だからこそ、わたしたちは障害児保育の運営を続けながら、もうひとつのアプローチとして「インクルーシブ・テック」に挑戦しています。
インクルーシブ・テックとは、誰もが社会に参加できるようになるためのテクノロジーです。
目が悪い人がメガネをかければ見えるようになるように、標準のゲームコントローラーが使えない人でも、専用のコントローラーがあれば一緒に楽しめる。
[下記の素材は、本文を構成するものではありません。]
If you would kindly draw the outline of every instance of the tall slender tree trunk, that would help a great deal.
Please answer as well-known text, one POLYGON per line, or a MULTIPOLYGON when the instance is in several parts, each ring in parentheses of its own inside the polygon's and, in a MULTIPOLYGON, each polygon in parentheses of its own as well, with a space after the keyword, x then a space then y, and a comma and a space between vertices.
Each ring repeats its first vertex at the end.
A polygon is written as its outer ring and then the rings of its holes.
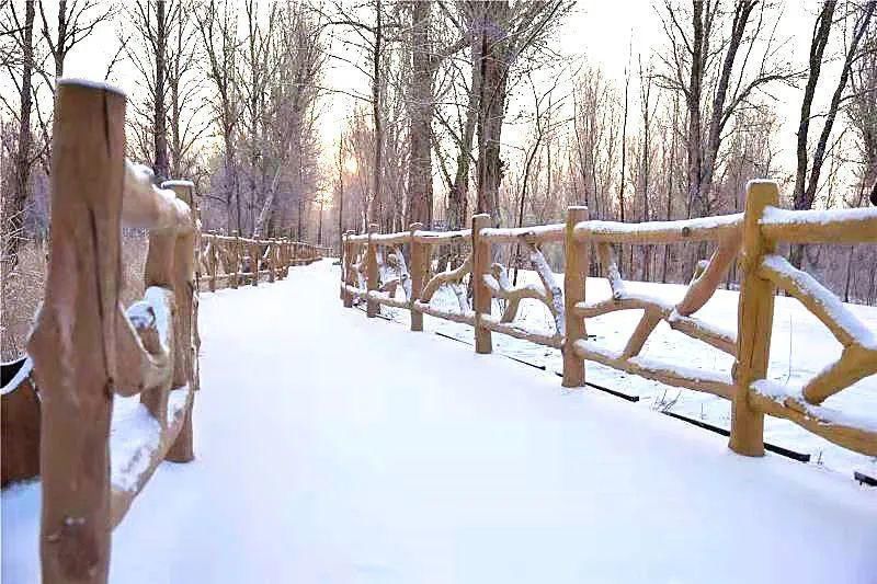
POLYGON ((3 207, 3 274, 9 274, 19 263, 19 243, 24 229, 24 207, 30 197, 32 160, 31 112, 33 110, 34 73, 34 0, 24 8, 22 35, 22 80, 19 92, 19 144, 14 157, 15 192, 5 196, 3 207))
POLYGON ((380 178, 384 173, 384 127, 380 121, 380 45, 384 31, 381 30, 381 8, 380 0, 375 0, 375 45, 372 60, 372 116, 375 125, 375 159, 372 169, 372 204, 368 208, 368 219, 366 222, 376 222, 380 218, 381 184, 380 178))
POLYGON ((432 226, 432 117, 433 48, 430 39, 432 2, 411 3, 411 82, 408 115, 410 158, 408 162, 408 222, 432 226))
POLYGON ((164 78, 167 76, 168 16, 164 2, 156 2, 156 103, 152 117, 152 141, 156 160, 152 170, 159 181, 169 179, 168 161, 168 113, 164 103, 164 78))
PC操作だって、工夫しだいで誰にでも開かれたものにできる。
こうした技術は、まさに「ごちゃまぜな社会」をつくるための、強力なツールだと思っています。
目指すのは「誰にでも一緒に遊ぼう」と声をかけられる社会
わたしたちの願いは、たとえば公園でこどもや孫と遊んでいるとき、
そばにいる子が障害のある子でもない子でも、自然に「一緒に遊ぼう」と声をかけられる社会をつくること。
一見すると、とてもささやかなことかもしれません。
でも、誰もが自然に「一緒に遊ぼう」と声をかけられる社会には、確かな豊かさがあるとわたしは信じています。
その未来に向けて、これからも一歩ずつ、前へ進んでいきます。
書いた人 黒木 健太

ヘルスケア企業の営業・マーケターを経て2018年フローレンス入職。「医療的ケアシッター ナンシー」を立ち上げる。2023年ディレクター(執行役員)就任。医療的ケア児に関する政策提言にも関わり、2021年の医療的ケア児支援法成立に尽力。
健康のために始めたランニングにハマりすぎて、不健康になってないか心配している今日このごろ。